To date, more than 5000 exoplanets have been discovered, of which roughly 1800 are thought to be rocky on the basis of mass and radius measurements. However, the resulting densities are degenerate with respect to the compositions of these planets, necessitating other constraints. Of these, the most readily available is the composition of the host star (e.g. Adibekyan et al. 2021). On this basis, the compositions of rocky exoplanetary mantles are expected to be similar to those found in our own Solar System (e.g. Putirka and Rarick, 2019; Spargaaren et al. 2022). Here, we evaluate this conclusion by examining stellar compositions in the system Fe-O-Mg-Si-Ca-Al for F- and G-type stars in the Hypatia and GALAH databases. In reducing the multidimensionality of the dataset, we apply a Principal Component Analysis (PCA) to identify the prevailing chemical trends among the stellar population. We find that the first principal component describes the positive correlation among major element abundances, though O abundance increases less markedly with Fe than those of metals.

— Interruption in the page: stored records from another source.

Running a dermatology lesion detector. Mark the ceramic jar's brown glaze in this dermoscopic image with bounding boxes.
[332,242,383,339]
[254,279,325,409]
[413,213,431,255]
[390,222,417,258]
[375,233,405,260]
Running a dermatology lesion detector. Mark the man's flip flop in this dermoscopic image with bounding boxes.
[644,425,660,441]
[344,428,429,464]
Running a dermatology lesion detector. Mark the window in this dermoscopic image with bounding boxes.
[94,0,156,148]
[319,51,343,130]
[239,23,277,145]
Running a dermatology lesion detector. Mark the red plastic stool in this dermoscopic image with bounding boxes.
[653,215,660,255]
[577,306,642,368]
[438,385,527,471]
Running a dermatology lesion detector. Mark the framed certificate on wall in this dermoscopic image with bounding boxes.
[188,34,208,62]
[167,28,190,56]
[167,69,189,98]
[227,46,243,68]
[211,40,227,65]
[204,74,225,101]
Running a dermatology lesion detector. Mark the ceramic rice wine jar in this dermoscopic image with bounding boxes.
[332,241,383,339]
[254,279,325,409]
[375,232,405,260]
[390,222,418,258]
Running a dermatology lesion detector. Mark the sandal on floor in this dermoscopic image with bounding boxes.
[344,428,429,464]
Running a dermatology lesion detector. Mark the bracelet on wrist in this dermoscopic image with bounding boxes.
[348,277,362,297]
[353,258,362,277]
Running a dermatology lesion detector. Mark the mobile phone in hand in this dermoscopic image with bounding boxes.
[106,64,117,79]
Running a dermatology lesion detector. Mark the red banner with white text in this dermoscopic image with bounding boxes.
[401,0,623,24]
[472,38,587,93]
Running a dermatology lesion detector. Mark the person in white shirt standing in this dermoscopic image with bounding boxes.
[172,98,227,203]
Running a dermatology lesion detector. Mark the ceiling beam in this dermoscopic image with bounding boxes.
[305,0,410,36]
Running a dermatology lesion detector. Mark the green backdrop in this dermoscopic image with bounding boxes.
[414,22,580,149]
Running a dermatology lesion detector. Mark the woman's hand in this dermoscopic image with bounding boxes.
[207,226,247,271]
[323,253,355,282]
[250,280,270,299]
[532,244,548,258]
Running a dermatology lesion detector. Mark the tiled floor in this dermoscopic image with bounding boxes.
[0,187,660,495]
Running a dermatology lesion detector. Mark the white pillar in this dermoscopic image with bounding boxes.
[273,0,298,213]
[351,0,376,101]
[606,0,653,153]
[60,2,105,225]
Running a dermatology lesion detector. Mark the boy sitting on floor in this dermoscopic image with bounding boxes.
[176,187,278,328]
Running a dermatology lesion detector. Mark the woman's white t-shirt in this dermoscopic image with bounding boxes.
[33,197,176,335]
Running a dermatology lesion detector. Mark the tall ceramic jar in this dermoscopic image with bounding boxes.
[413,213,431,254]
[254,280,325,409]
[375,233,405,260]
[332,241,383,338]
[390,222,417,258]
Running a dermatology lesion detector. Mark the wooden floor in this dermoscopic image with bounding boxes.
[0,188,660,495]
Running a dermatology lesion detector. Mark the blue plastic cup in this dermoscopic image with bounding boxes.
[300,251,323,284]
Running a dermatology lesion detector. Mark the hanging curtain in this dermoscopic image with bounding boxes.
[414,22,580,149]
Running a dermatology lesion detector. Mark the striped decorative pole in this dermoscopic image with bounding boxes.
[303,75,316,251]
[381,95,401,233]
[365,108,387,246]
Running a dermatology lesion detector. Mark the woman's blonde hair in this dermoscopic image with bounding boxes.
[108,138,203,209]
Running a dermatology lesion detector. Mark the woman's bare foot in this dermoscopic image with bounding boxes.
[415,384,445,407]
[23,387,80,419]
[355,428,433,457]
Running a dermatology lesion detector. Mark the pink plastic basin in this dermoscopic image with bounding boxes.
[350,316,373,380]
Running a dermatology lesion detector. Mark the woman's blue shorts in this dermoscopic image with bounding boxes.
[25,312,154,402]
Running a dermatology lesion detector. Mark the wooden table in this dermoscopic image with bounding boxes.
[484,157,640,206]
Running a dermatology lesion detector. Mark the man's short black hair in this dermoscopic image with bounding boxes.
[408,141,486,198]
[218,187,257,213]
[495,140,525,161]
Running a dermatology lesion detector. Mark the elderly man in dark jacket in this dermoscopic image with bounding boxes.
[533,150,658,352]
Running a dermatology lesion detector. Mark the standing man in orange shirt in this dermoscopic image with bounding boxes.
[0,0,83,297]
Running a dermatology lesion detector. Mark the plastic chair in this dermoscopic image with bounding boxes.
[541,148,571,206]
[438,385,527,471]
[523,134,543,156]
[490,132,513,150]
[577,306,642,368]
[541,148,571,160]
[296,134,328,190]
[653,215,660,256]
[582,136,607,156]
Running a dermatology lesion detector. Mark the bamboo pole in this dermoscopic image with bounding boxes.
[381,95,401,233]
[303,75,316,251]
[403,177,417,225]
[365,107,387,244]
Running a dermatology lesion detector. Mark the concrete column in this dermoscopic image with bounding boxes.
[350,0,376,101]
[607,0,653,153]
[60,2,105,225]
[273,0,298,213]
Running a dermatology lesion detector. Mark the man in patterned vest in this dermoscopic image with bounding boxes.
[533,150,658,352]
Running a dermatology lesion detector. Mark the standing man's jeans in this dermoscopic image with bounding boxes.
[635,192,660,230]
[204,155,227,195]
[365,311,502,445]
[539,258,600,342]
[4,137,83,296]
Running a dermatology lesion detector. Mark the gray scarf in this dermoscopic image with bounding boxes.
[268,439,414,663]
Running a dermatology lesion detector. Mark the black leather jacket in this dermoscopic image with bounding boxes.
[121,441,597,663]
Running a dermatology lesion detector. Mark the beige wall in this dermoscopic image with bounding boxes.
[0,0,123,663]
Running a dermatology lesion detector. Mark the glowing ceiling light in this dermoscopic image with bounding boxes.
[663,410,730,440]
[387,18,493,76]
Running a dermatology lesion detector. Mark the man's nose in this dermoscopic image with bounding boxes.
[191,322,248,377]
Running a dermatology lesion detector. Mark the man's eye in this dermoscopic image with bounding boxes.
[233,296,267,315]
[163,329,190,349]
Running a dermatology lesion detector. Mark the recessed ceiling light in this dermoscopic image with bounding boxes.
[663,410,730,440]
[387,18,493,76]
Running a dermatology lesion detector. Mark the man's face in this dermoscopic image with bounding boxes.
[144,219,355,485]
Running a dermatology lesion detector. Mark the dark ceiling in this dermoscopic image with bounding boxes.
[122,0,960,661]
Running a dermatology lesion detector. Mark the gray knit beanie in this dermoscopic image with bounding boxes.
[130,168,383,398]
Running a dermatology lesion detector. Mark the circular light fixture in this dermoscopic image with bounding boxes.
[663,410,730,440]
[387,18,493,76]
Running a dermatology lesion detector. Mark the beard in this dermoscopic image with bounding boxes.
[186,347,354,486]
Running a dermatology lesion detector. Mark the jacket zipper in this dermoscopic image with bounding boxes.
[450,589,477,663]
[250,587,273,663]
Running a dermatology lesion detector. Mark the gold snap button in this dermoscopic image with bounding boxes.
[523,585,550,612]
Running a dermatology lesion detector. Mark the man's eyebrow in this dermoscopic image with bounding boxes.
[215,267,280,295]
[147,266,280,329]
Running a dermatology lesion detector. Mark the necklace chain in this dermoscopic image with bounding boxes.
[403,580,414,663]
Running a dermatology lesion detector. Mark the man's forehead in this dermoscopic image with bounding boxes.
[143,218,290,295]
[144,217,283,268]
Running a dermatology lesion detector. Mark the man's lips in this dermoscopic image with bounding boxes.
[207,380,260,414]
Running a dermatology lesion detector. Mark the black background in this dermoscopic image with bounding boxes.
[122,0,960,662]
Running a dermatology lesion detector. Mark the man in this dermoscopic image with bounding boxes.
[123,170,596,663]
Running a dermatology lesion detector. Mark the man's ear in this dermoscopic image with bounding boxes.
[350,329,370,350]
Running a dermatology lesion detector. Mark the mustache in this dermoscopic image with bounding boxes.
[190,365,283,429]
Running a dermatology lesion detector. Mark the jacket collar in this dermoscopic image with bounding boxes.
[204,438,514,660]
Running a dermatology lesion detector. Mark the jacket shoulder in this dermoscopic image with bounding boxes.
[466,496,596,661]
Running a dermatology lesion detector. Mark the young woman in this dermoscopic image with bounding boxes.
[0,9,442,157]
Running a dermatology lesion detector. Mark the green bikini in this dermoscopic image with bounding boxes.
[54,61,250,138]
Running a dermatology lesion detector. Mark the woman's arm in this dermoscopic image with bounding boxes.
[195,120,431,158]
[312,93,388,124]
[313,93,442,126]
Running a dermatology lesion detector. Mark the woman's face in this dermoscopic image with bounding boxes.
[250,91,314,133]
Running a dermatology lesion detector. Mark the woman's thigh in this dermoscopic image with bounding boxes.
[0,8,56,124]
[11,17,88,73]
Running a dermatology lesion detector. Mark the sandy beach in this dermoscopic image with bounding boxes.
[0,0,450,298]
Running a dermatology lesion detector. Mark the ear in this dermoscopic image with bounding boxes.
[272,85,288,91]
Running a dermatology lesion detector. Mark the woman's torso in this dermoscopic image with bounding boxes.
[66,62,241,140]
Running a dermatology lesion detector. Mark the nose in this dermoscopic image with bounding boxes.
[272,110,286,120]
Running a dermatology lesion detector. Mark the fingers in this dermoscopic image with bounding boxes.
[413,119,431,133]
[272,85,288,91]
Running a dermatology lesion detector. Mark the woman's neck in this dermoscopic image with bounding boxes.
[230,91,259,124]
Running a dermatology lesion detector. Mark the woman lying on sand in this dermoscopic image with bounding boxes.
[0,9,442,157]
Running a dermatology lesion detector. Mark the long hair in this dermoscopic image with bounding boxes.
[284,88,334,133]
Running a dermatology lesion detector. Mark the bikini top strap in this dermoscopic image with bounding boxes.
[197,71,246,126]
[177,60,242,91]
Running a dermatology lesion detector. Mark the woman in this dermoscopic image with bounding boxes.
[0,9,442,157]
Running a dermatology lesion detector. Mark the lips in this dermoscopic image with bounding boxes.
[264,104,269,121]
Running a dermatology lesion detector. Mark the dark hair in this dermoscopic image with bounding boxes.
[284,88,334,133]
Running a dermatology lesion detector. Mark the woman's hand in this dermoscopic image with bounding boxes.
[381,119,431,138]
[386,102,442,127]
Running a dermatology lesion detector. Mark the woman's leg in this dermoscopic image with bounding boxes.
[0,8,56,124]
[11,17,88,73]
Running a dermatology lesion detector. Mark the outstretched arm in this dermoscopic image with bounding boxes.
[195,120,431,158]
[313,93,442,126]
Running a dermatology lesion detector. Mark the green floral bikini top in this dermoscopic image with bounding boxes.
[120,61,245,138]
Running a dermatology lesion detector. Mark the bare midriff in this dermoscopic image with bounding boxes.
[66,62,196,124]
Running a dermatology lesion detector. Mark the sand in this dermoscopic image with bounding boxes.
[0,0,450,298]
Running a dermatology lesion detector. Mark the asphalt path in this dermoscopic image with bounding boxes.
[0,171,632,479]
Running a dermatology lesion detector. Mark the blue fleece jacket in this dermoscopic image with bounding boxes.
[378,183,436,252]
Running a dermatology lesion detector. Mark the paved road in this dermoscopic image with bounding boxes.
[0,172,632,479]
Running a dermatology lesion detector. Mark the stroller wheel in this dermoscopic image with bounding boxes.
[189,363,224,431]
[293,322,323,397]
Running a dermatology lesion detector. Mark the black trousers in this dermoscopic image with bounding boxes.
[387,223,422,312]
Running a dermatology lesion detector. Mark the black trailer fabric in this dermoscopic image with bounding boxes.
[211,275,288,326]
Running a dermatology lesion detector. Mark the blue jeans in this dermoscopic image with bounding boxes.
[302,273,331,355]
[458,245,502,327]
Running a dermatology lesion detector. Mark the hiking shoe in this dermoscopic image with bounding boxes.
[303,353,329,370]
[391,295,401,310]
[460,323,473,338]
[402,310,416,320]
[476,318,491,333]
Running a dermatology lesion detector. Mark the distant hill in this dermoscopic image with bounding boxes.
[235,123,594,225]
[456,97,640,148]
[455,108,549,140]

Therefore, increasing metallicity (as defined by Fe/H) results in an increase in the metal/oxygen ratio of the star. Consequently, the core mass fraction of rocky planets around such stars cannot be treated as a free parameter. Instead, we predict compositions of hypothetical Earth-like planets (i.e., assuming planet/star chemical fractionation equivalent to Earth/Sun) and show that planets around low metallicity stars can be coreless, while those orbiting high metallicity stars should have Fe-free mantles and abundant Si in their cores.